René Redzepi is the head chef and founder of Noma. His celebrated Copenhagen restaurant was one of the initiators of recipes based on nature, season and place. His has an intellectual approach to cooking; it is about authenticity with all ingredients sourced, grown and foraged locally. Redzepi is interest in making, meaning, craft and history. Many restaurants since have explored similar roots, yet in 2003 Noma was considered radical.

Chefs are explorers of a new planet, says Redzepi. He feels the cook should be the creator of a new language. ‘Then we need an alphabet, and the more letters we have the more beautiful the prose… Yes, you are also restricted. And that makes you tight in your creativity.’

These words resonate with the team at Spinach. The role of a designer and brand creator is to think, react and create within a brief. Designers are not fine artists – they are applied artists. This doesn’t mean designers are rigid creators. Quite the contrary. Design is a very complex, problem-solving discipline and requires very specific skills that includes understanding human behaviour and tapping into emotions. As does cooking.

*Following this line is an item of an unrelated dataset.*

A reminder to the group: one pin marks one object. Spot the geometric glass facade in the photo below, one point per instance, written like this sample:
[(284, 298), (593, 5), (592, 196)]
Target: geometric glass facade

Massimo Bottura head chef at Modena's Osteria Francescana
Massimo Bottura head chef at Modena’s Osteria Francescana


Yesterday we met with another maverick, Massimo Bottura world-famous chef and founder of Osteria Francescana in Modena, Italy. Bottura is exploring a very different narrative to Redzepi – perhaps a more explosive, expressionist and at time surreal one.

A spirited speaker, he cooks up three imaginative tasters to highlight his philosophy on food. ‘It is all about the emotions,’ he begins passionately, waving his arms. ‘You don’t come to Osteria to have a big plate of lasagne; you come there to experience something bigger.’ There is a little of Dali in Bottura.

Our first plate is a deconstructed ham sandwich named Memory of a Mortadella. ‘It is a light pure foam of mortadella with the crunchy bread on the side’. He picks up a small place to demonstrate. ‘So I break it and scoop the foam like I did as a kid when for the first fourteen years of my life, on my way to school my grandfather put a mortadella sandwich in my backpack. This is something that stays with me forever. This is what drives me.’

deconstructed lasagne by Massimo Bottura
deconstructed lasagne by Massimo Bottura


Next, we are served an artful dish featuring a bright yellow, orange and green sculpture fearlessly projecting out of the tiny plate. On the side sits a small teaspoon of beautifully cooked minced meat. This is Bottura’s take on the humble lasagne.

Once again playing on the power of memory, the recipe celebrates the crunchy part of the dish only. He explains: ‘Every single kid in Emilia-Romagna knows it is the best part of the lasagne – the rest is for adults! I smoked, burned and transformed the lasagne into the crunchy part so you experience only this feeling.’

I am reminded of tah-deeg (in Farsi meaning literally the bottom of the pan) the crunchy part of the Persian steamed rice which absorbs all the favours of the basmati, sea salt, butter and saffron – a favourite with kids (and adults too if the kids leave any!).

Our final taster is called the Risotto Levante, created to celebrate a new car by Maserati for which Bottura is a brand ambassador. It is inspired by Lake Garda and suggest the smells, textures, spirit of this fertile land. For this dish the chef has crafted a special food perfume, the aromas of which are infused into this dish and once again sprayed on just before we taste so the flavours arrive much like the word levante suggests – an easterly breeze that blows in from the Mediterranean.

Bottura’s cooking is as much about the food as it is the performance whereby eating becomes an experience taking you to others times and other places. For him food is a visceral medium. He says: ‘Creativity is something that you have inside – it comes from your passion.’